下 02
「一体なんの冗談ですか!?あの島にまた行けだなんて…!」
隼人は眉を顰めた。
「勿論、無茶な事を言っているのは重々です。しかし…」
そう申し訳なさそうに言うのは、フラット・ヘリコプター社の英雄、川崎の弟子を名乗る男。

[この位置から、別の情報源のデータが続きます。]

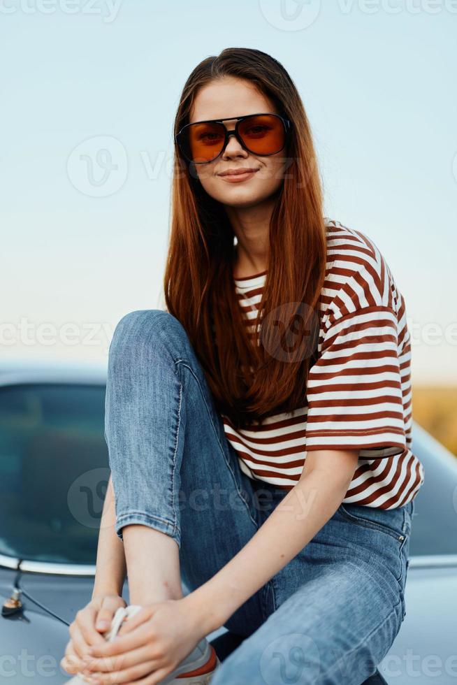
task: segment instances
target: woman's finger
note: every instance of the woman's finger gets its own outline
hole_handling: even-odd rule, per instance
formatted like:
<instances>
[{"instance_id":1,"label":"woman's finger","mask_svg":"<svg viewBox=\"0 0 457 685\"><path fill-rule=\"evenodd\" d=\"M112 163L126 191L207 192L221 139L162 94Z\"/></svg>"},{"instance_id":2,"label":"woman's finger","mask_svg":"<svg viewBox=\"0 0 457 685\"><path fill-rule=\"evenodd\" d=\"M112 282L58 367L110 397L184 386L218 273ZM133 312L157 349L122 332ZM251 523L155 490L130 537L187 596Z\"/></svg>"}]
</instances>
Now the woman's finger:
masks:
<instances>
[{"instance_id":1,"label":"woman's finger","mask_svg":"<svg viewBox=\"0 0 457 685\"><path fill-rule=\"evenodd\" d=\"M78 614L76 623L79 628L80 635L87 645L85 651L87 651L92 644L99 644L104 642L105 638L95 629L95 621L97 619L96 610L89 605L80 614L78 612Z\"/></svg>"},{"instance_id":2,"label":"woman's finger","mask_svg":"<svg viewBox=\"0 0 457 685\"><path fill-rule=\"evenodd\" d=\"M140 626L142 623L143 623L145 621L147 621L148 619L150 619L152 615L152 607L150 605L143 607L143 609L137 612L136 614L134 614L133 616L129 616L128 620L124 621L117 635L126 635L126 633L130 633L131 630L133 630L138 626Z\"/></svg>"},{"instance_id":3,"label":"woman's finger","mask_svg":"<svg viewBox=\"0 0 457 685\"><path fill-rule=\"evenodd\" d=\"M126 603L119 597L106 597L96 614L96 630L106 633L111 626L111 621L119 607L125 607Z\"/></svg>"},{"instance_id":4,"label":"woman's finger","mask_svg":"<svg viewBox=\"0 0 457 685\"><path fill-rule=\"evenodd\" d=\"M60 660L60 665L70 675L79 673L82 668L82 662L75 651L71 640L65 647L64 656Z\"/></svg>"},{"instance_id":5,"label":"woman's finger","mask_svg":"<svg viewBox=\"0 0 457 685\"><path fill-rule=\"evenodd\" d=\"M103 644L93 644L89 648L89 656L114 656L124 651L136 649L144 644L150 644L153 640L151 626L147 621L126 635L119 635L118 633L112 642L104 642Z\"/></svg>"},{"instance_id":6,"label":"woman's finger","mask_svg":"<svg viewBox=\"0 0 457 685\"><path fill-rule=\"evenodd\" d=\"M143 663L136 664L130 668L124 668L122 670L111 671L109 673L87 672L87 675L96 680L97 683L103 685L111 685L111 684L124 684L134 682L136 684L138 678L150 675L151 672L157 668L157 661L143 661ZM85 672L82 671L83 675ZM158 682L159 681L157 681Z\"/></svg>"},{"instance_id":7,"label":"woman's finger","mask_svg":"<svg viewBox=\"0 0 457 685\"><path fill-rule=\"evenodd\" d=\"M131 668L132 666L150 661L152 659L156 661L160 661L159 655L152 653L150 646L148 645L115 656L86 658L82 663L85 668L88 671L103 673L108 671L120 671L126 668Z\"/></svg>"}]
</instances>

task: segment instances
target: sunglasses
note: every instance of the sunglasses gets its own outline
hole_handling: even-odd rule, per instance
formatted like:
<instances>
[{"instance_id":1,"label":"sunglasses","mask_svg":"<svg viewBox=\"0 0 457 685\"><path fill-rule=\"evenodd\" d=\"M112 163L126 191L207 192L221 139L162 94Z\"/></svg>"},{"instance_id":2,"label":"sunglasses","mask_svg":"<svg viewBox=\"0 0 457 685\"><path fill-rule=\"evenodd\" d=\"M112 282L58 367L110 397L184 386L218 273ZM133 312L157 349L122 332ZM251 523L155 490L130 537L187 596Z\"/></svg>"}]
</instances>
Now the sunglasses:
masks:
<instances>
[{"instance_id":1,"label":"sunglasses","mask_svg":"<svg viewBox=\"0 0 457 685\"><path fill-rule=\"evenodd\" d=\"M236 124L228 131L222 122L231 120ZM275 154L286 145L291 125L289 119L279 114L249 114L187 124L175 138L188 161L208 164L222 154L231 136L253 154Z\"/></svg>"}]
</instances>

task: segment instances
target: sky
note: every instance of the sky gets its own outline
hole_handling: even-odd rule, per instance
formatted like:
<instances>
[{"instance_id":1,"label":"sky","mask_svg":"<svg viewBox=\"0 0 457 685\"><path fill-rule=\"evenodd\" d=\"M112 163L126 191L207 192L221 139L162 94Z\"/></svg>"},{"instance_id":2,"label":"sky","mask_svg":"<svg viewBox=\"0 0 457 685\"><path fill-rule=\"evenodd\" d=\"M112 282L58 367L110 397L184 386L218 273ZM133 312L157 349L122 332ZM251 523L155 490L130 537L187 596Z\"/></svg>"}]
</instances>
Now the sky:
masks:
<instances>
[{"instance_id":1,"label":"sky","mask_svg":"<svg viewBox=\"0 0 457 685\"><path fill-rule=\"evenodd\" d=\"M107 363L164 308L173 124L203 59L268 52L310 120L324 215L406 304L413 384L457 382L457 0L0 0L0 354Z\"/></svg>"}]
</instances>

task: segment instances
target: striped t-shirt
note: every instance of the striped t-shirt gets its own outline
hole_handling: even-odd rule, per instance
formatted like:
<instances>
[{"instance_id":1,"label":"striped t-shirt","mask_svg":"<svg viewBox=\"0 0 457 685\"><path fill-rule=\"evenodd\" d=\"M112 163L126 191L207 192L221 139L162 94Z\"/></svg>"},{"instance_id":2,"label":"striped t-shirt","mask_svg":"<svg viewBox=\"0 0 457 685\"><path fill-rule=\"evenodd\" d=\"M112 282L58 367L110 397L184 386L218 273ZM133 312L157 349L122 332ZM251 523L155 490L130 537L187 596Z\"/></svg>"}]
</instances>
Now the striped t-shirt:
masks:
<instances>
[{"instance_id":1,"label":"striped t-shirt","mask_svg":"<svg viewBox=\"0 0 457 685\"><path fill-rule=\"evenodd\" d=\"M423 466L411 451L411 342L405 301L373 241L339 222L325 222L326 272L306 405L269 416L249 430L236 430L223 414L224 431L242 471L286 489L299 480L307 452L358 448L342 502L393 509L414 499L424 480ZM262 271L234 279L252 336L250 319L266 277Z\"/></svg>"}]
</instances>

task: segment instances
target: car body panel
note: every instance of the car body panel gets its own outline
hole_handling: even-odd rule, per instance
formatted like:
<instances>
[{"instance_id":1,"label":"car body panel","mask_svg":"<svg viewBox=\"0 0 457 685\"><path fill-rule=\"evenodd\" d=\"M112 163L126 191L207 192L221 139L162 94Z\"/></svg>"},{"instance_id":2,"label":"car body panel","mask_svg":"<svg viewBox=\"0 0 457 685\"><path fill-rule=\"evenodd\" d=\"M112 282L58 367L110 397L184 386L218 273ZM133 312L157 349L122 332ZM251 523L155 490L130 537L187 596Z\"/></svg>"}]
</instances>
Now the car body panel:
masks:
<instances>
[{"instance_id":1,"label":"car body panel","mask_svg":"<svg viewBox=\"0 0 457 685\"><path fill-rule=\"evenodd\" d=\"M0 361L0 389L24 383L101 385L106 379L105 363ZM414 500L406 615L379 670L388 683L447 685L457 682L457 459L416 424L413 452L424 465L425 481ZM55 674L52 675L49 661L44 665L43 682L60 683L68 677L59 666L68 640L68 626L90 599L94 570L94 565L47 563L0 554L0 597L3 601L10 597L17 581L29 596L22 596L22 619L0 617L2 654L9 658L3 664L6 682L15 660L16 676L9 682L15 685L31 682L27 675L29 670L20 661L24 649L36 668L40 656L54 658ZM128 603L126 580L123 596ZM223 630L215 631L210 639ZM0 664L0 679L1 668Z\"/></svg>"}]
</instances>

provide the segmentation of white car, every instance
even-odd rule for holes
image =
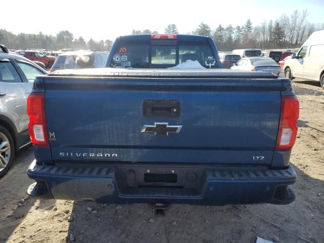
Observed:
[[[270,57],[252,57],[242,58],[231,69],[272,72],[278,75],[281,67]]]
[[[319,80],[324,89],[324,30],[313,33],[297,54],[285,61],[284,69],[286,77]]]
[[[242,58],[248,57],[261,57],[262,56],[261,49],[235,49],[232,51],[233,54],[239,55]]]

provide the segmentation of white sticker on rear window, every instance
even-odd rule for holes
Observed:
[[[112,60],[116,63],[119,63],[122,60],[122,57],[120,55],[116,54],[112,57]]]

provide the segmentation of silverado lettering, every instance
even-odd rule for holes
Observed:
[[[118,155],[116,153],[68,153],[60,152],[60,157],[90,157],[97,158],[116,157]]]

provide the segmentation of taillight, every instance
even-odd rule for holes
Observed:
[[[29,136],[33,144],[36,146],[49,146],[44,100],[44,93],[32,93],[27,100]]]
[[[299,102],[295,96],[281,96],[281,108],[276,150],[288,150],[295,144],[297,135]]]
[[[175,34],[153,34],[151,39],[177,39],[178,36]]]

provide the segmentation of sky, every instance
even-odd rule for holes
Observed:
[[[113,41],[133,29],[164,33],[170,24],[180,33],[194,30],[201,22],[215,29],[219,24],[242,25],[250,18],[256,26],[305,9],[310,22],[324,22],[324,0],[10,0],[1,11],[0,28],[54,35],[67,30],[87,41]]]

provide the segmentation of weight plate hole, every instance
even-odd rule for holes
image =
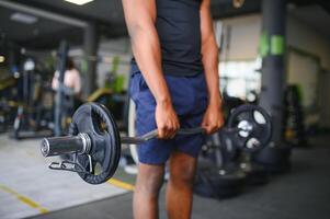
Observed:
[[[258,123],[258,124],[266,123],[265,117],[259,111],[253,112],[253,117],[254,117],[255,123]]]

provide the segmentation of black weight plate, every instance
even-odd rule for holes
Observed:
[[[89,152],[93,172],[78,173],[90,184],[101,184],[115,173],[121,158],[121,137],[112,114],[98,103],[81,105],[73,114],[69,135],[88,134],[91,138]],[[86,171],[90,170],[89,157],[77,154],[77,160]]]
[[[270,115],[260,106],[244,104],[232,111],[228,119],[228,128],[249,126],[250,131],[231,134],[235,145],[247,151],[254,152],[264,148],[272,137],[272,120]]]

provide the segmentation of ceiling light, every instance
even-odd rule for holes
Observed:
[[[78,5],[82,5],[82,4],[86,4],[86,3],[94,1],[94,0],[65,0],[65,1],[78,4]]]
[[[30,14],[24,14],[21,12],[15,12],[13,14],[11,14],[10,19],[12,21],[18,21],[24,24],[33,24],[37,21],[36,16],[30,15]]]
[[[4,56],[0,56],[0,64],[4,62],[5,58]]]

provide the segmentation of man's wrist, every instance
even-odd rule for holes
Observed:
[[[217,107],[217,108],[221,108],[221,106],[223,106],[223,100],[221,100],[221,97],[219,95],[218,96],[214,96],[214,97],[209,97],[208,105]]]
[[[170,96],[161,96],[161,97],[156,99],[156,103],[157,103],[157,105],[167,106],[167,105],[172,104],[172,101],[171,101]]]

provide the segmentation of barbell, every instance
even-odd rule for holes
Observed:
[[[262,117],[263,119],[258,118]],[[254,105],[237,107],[227,127],[235,145],[252,152],[263,148],[271,138],[271,118]],[[180,129],[177,135],[203,134],[201,127]],[[68,136],[44,138],[41,152],[44,157],[70,154],[69,160],[52,162],[50,170],[71,171],[90,184],[101,184],[115,173],[121,158],[122,143],[139,145],[157,138],[157,129],[139,137],[121,137],[113,115],[99,103],[86,103],[73,114]]]

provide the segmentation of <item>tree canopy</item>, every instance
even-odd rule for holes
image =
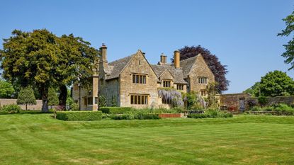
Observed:
[[[256,82],[254,85],[244,91],[243,93],[249,93],[254,97],[259,96],[259,82]]]
[[[293,95],[294,81],[281,71],[269,72],[261,77],[260,82],[255,83],[244,92],[251,93],[254,96],[274,97]]]
[[[283,30],[281,33],[278,33],[278,35],[286,37],[290,36],[290,38],[292,38],[292,40],[289,40],[287,44],[283,45],[285,52],[282,54],[282,57],[285,58],[285,63],[290,64],[289,68],[290,70],[294,69],[294,35],[293,33],[294,31],[294,12],[283,18],[283,21],[285,21],[286,28],[285,30]]]
[[[28,104],[37,104],[33,89],[30,86],[21,88],[16,103],[17,104],[26,105],[26,110],[28,110]]]
[[[59,103],[57,93],[54,88],[48,89],[48,106],[57,106]]]
[[[0,98],[11,98],[15,92],[13,86],[9,82],[0,79]]]
[[[185,46],[183,48],[179,49],[179,51],[181,53],[180,60],[195,57],[200,53],[215,75],[215,79],[217,82],[215,88],[217,93],[221,93],[222,91],[227,90],[230,81],[225,77],[225,74],[228,72],[227,69],[226,68],[227,66],[222,65],[216,55],[212,55],[210,51],[202,47],[200,45],[197,47]],[[174,62],[173,58],[171,59],[171,62]]]
[[[98,58],[98,50],[81,38],[73,35],[59,38],[46,29],[15,30],[4,41],[0,55],[4,77],[13,84],[38,89],[43,111],[48,110],[49,86],[60,87],[62,96],[60,100],[65,104],[66,86],[77,77],[86,81]]]

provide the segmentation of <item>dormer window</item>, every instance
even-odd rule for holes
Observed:
[[[146,84],[146,75],[132,74],[132,83]]]
[[[208,78],[204,76],[198,77],[198,84],[208,84]]]
[[[176,89],[183,91],[183,84],[176,84]]]
[[[166,88],[171,87],[171,81],[164,80],[163,83],[164,83],[164,87],[166,87]]]

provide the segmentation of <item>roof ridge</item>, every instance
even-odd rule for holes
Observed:
[[[190,57],[190,58],[187,58],[187,59],[185,59],[181,60],[181,61],[180,61],[180,62],[181,62],[187,61],[188,59],[191,59],[192,58],[196,58],[196,57],[197,56],[198,56],[198,55],[199,55],[199,54],[198,54],[198,55],[197,55],[196,56],[191,57]]]
[[[132,55],[129,55],[129,56],[125,57],[123,57],[123,58],[118,59],[116,59],[116,60],[114,60],[114,61],[113,61],[113,62],[109,62],[109,63],[108,63],[108,65],[112,65],[112,64],[114,64],[114,63],[115,63],[115,62],[119,62],[119,61],[120,61],[120,60],[123,60],[123,59],[127,59],[127,58],[130,58],[130,57],[131,57],[132,56],[133,56],[133,55],[135,55],[135,54],[132,54]]]

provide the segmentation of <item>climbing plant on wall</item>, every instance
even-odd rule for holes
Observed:
[[[171,103],[173,107],[183,107],[183,97],[180,91],[173,88],[159,88],[158,94],[159,97]]]

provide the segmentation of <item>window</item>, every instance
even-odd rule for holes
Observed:
[[[171,100],[166,99],[164,97],[162,98],[162,102],[163,104],[171,104]]]
[[[146,75],[132,74],[132,83],[146,84]]]
[[[130,104],[147,105],[148,95],[132,94],[130,95]]]
[[[88,98],[88,105],[93,105],[93,98],[92,97]]]
[[[206,96],[205,90],[200,90],[200,93],[201,94],[201,96]]]
[[[208,78],[207,77],[198,77],[198,84],[208,84]]]
[[[183,90],[183,84],[176,84],[176,89],[177,90]]]
[[[171,81],[164,81],[164,87],[171,87]]]

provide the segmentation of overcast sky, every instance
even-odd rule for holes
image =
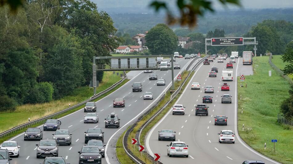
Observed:
[[[153,0],[91,0],[97,3],[100,10],[118,7],[129,8],[137,7],[148,9],[150,2]],[[174,5],[176,0],[158,0],[169,2],[170,5]],[[211,0],[215,2],[213,5],[216,9],[225,9],[218,2],[218,0]],[[293,7],[293,0],[241,0],[242,6],[244,9],[264,9],[267,8],[284,8]],[[229,9],[237,9],[238,7],[230,5]],[[127,11],[126,11],[126,12]]]

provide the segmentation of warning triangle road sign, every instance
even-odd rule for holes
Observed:
[[[244,77],[244,76],[243,76],[243,75],[242,75],[240,77],[240,79],[241,80],[244,80],[245,79],[245,78]]]

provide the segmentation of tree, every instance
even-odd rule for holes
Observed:
[[[172,54],[178,46],[178,38],[164,24],[158,24],[152,28],[145,38],[146,45],[154,55]]]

「実は、我社で1ヶ月ほど前に社長である渡辺が、暴力団の連中により、スロットと共に連れ去られました」
「渡辺さんが!?」
「ええ、恐らく奴らの狙いは、あの島でしょう。元々、あの島を狙っていた主犯と聞きましたからね」
「ちょっと待ってください。なんで貴方がそれを知っているんですか?」
「それは、僕が川崎の弟子だから、です。師匠の思いを継ぐ者として、渡辺さんが教えてくださったんです。まあ皮肉にも、僕は例の事件の時は、出張でいなかった訳ですが」
確かに川崎は偉大な人間だ。慕う者が出てきても違和感は無い。
「川崎さんの事は、非常に残念です」
「ええ、師匠は偉大な人でした」
それは、隼人にも理解できた。
「だからこそ、彼の意志を継ぐ者として、何とか今回の件を解決しようと思索してきたんですよ。しかし、限界があった。なにせあの島はそもそもスロットが無ければ入ることすら出来ない。それ以外なら、スカイダイビングしか」
「まさか自分1人で出来ないからって、俺達にそれをやれ、だなんて言うんじゃないでしょうね」
「その、まさかです」
「そんなの…俺達は確かに渡辺さんには感謝してもしきれない程、恩があります。川崎さんにだって。でも、俺達はあの島で、とんでもない事になったんですよ?」
「それは、勿論承知の上です。ですが、一ヶ月以上考えあぐねましたが、僕には、貴方達にしか行ってもらえるような人が思い当たりませんでした」
「そんな事言われても…俺達はレスキュー隊員かなにかじゃないんですよ?」
「あの島は、そもそも存在を知られてはいけないんですよね。ですから、警察、救急隊をはじめ、我社の社員にすら、頼む事は出来ないのです」
「事態を把握している俺達にしか、頼めない、と…」
「ええ、そうなんです。勿論、断って貰っても構いません。ですが、段取りはそこまで難儀ではありません」
「ほぉ、どのような?」
「もちろん、貴方達2人だけには行かせません。事情を伝えても問題の無い我社の専属秘書に同行をさせます。目的は、渡辺社長の救出です。行きは、ヘリコプターよりスカイダイビングをして頂き、帰りは、社長にスロットを運転させて下さい」
「救出って言われても…島には暴力団が構えているんですよね?」
「ええ、目的は不明ですが。極力、救出作業に関しては秘書にさせます。こちらはあくまでもヘリコプター会社ですから、武装はできませんので。2人にメインでやって頂くのは、島の案内になります」
「そんな段取りを進められても…」
「隼人、私はやるよ、この話」
今まで口を開いていなかった薫が断言する。
「ちょっと待てよ薫、そんな簡単な事じゃないんだぞ?」
「そんなの分かってる。でも、私達は川崎さん、そして渡辺さんに助けられたんでしょ?ここで渡辺さんを見殺しにするなんて、私には出来ないよ。私一人だけでも、絶対に行くよ」
「薫…俺は反対したからな。全く。分かりました、行きますよ、お弟子さん」
「そう言ってくれると思っていました。本当に有難うございます。さて、準備を始めましょう」
弟子が笑みを浮かべ、隼人は肩を落とした。